16. En deuxième lieu, dans le cas où la vérification de la comptabilité d'une entreprise a été effectuée, soit, comme il est de règle, dans ses propres locaux, soit, si son dirigeant ou représentant l'a expressément demandé, dans les locaux du comptable auprès duquel sont déposés les documents comptables ou dans les locaux de l'administration, c'est au contribuable qui allègue que les opérations de vérification ont été conduites sans qu'il ait eu la possibilité d'avoir un débat oral et contradictoire avec le vérificateur de justifier que ce dernier se serait refusé à un tel débat.

17. Ainsi qu'il a été dit, C... Clan's World a refusé de rencontrer le vérificateur au siège de la société GDL, dans lequel l'administration présumait l'existence d'une activité en France de C... Clan's World, et a demandé que la vérification de comptabilité se déroule dans les locaux de l'administration. Des entretiens ont eu lieu dans les locaux du service vérificateur à Saint-Quentin les 2 décembre 2016, 26 janvier et 27 février 2017 et les dirigeants de la société SARL Clan's World ont été reçus le 21 juillet 2017 par le supérieur hiérarchique du vérificateur au cours d'un entretien pendant lequel ont été évoqués les éléments à l'origine de la vérification de comptabilité, l'analyse des pièces saisies par le service dans le cadre de la procédure de visite domiciliaire, les raisons pour lesquelles le service estimait que C... Clan's World avait une activité occulte en France pendant les années vérifiées et, enfin, les conséquences financières de l'imposition en France de la société. Par suite, la société appelante ne peut être regardée comme apportant la preuve ni qu'elle n'a pas eu la possibilité d'avoir un débat oral et contradictoire avec le vérificateur ni que ce dernier se serait refusé à un tel débat. Par suite, le moyen doit être écarté.

18. En troisième lieu, aux termes de l'article L. 76 B du livre des procédures fiscales : " L'administration est tenue d'informer le contribuable de la teneur et de l'origine des renseignements et documents obtenus de tiers sur lesquels elle s'est fondée pour établir l'imposition faisant l'objet de la proposition prévue au premier alinéa de l'article L. 57 ou de la notification prévue à l'article L. 76. Elle communique, avant la mise en recouvrement, une copie des documents susmentionnés au contribuable qui en fait la demande ". Il incombe à l'administration, quelle que soit la procédure d'imposition mise en œuvre, d'informer le contribuable, avec une précision suffisante, de l'origine et de la teneur des renseignements obtenus auprès de tiers sur lesquels elle s'est fondée pour établir l'imposition, afin de permettre à l'intéressé, notamment, de discuter utilement leur provenance ou de demander que les documents qui, le cas échéant, contiennent ces renseignements soient mis à sa disposition avant la mise en recouvrement des impositions qui en procèdent.
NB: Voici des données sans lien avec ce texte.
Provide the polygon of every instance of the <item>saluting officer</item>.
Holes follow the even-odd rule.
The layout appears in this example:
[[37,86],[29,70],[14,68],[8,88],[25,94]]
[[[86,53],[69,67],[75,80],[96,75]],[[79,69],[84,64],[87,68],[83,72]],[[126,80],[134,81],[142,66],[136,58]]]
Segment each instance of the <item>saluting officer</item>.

En outre, l'obligation faite à l'administration, en application de l'article L. 76 B du livre des procédures fiscales, de tenir à la disposition du contribuable qui le demande, avant la mise en recouvrement d'impositions établies au terme d'une procédure de rectification contradictoire ou par voie d'imposition d'office, les documents ou copies de documents qui contiennent les renseignements qu'elle a utilisés pour procéder aux redressements correspondants, sauf dans le cas où ces renseignements sont librement accessibles au public, permet au contribuable de vérifier l'authenticité de ces documents et d'en discuter la teneur ou la portée et constitue ainsi une garantie pour l'intéressé.
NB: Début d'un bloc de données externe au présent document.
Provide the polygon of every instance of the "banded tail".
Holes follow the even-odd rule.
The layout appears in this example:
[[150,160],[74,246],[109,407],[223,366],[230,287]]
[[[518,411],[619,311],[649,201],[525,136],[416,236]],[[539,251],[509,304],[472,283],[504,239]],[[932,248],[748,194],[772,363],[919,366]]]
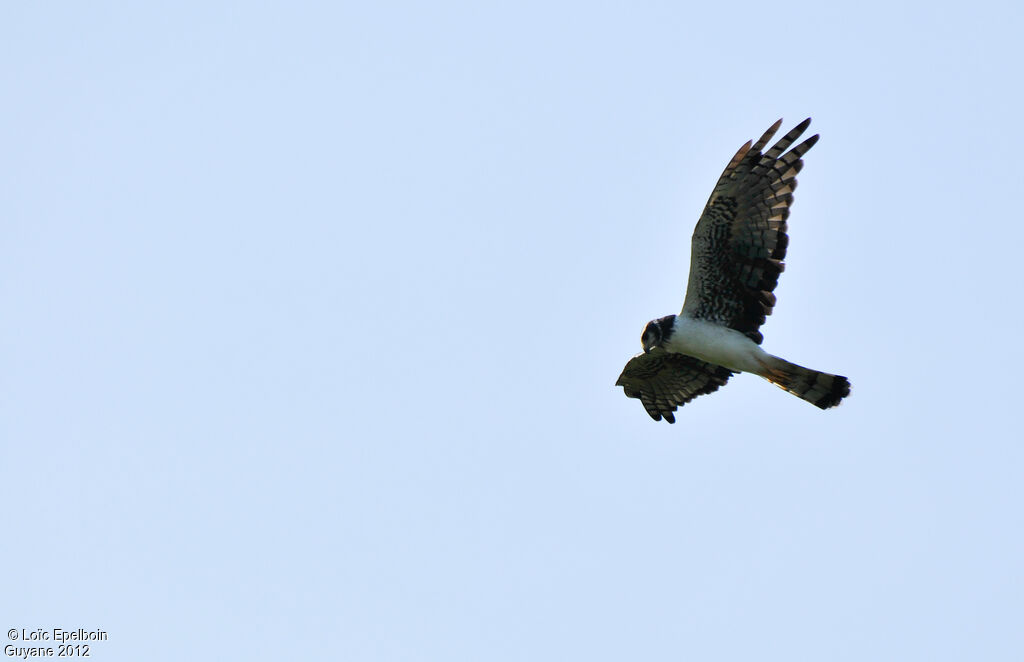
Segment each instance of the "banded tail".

19. Si la société appelante fait grief au service d'avoir refusé de faire droit à sa demande de communication de certaines pièces jointes à la requête du 9 septembre 2016 à fins de visite domiciliaire adressée au juge des libertés et de la détention du tribunal de grande instance de Compiègne, dont, notamment, les pièces n° 13, 14, 25, 28, 29 et 31 jointes à cette requête mais non communiquées avec la notification de l'ordonnance ni davantage au cours du contrôle, l'administration n'est toutefois tenue d'informer le contribuable de l'origine et de la teneur des renseignements obtenus auprès de tiers qui ont motivé l'engagement du contrôle fiscal que dans la mesure où ces renseignements, par la nature et la précision de leur contenu, ont servi à l'établissement des redressements. Or, les documents invoqués par la société, s'ils ont servi à justifier une procédure de visite domiciliaire et à engager ultérieurement un contrôle fiscal, n'ont pas servi à l'établissement des redressements dès lors que l'administration s'est fondée uniquement sur les pièces saisies lors de la visite domiciliaire et sur les pièces comptables obtenues dans le cadre de la procédure d'assistance administrative internationale. Dès lors, l'administration a pu s'abstenir de les communiquer à C... Clan's World, sans méconnaître les dispositions de l'article L. 76 B du livre des procédures fiscales. Par suite, le moyen doit être écarté.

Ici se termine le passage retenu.